Добавить в цитаты Настройки чтения

Страница 6 из 6

Но нет, природу не перехитришь. Альберт выбирает неправильное направление всегда.

Именно этот факт определил наш первый вечер в Гауде.

Мы отнесли вещи в номер и спустились в бар попробовать наконец, по приглашению Альберта, знаменитый голландский дженевер – крепкий можжевеловый напиток. Оказывается, существует два вида дженевера – молодой, напоминающий по вкусу джин, правда слабее, и старый, выдержанный, особо ценимый местным населением, а на мой вкус напоминающий неплохой, но тоже слабоватый самогон. Впрочем, самогон – настолько универсальное определение, что многим, например, виски тоже напоминает самогон. А мне – нет. Не напоминает. Наверное, речь идет о разных видах самогона.

Добавив к дженеверу по бутылочке местного «Пильзнера», мы почувствовали прилив бодрости и решили идти смотреть старый город. Надо сказать, что гостиница, в которой у нас были заказаны номера, принадлежит к огромной европейской гостиничной сети «Кампаниле» – это гостиницы главным образом для путешествующих на машине. Они снабжены вместительными автостоянками и расположены обычно на окраине города, вблизи съезда с автобана, чтобы их было легко найти. Но поскольку мы добирались до гостиницы через центр, а Гауда город небольшой, я оценил расстояние до центра примерно в два-три километра.

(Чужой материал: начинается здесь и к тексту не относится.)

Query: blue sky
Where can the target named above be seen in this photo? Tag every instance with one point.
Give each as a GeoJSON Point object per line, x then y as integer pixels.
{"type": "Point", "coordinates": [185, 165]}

Так оно впоследствии и оказалось. Но не в этот злосчастный вечер.

– Надо идти направо, – решительно сказал Альберт у первого же светофора. – Ты что, не видишь солнца?

Я поднял голову. Небо было уже по-вечернему бирюзовым. Над заправкой «Шелл» висел бледный стеариновый месяц. Я готов был поручиться, что пять минут назад его там не было.

– Солнце я, может быть, и вижу, – ответил я, – но я помню, откуда мы приехали. Надо идти налево.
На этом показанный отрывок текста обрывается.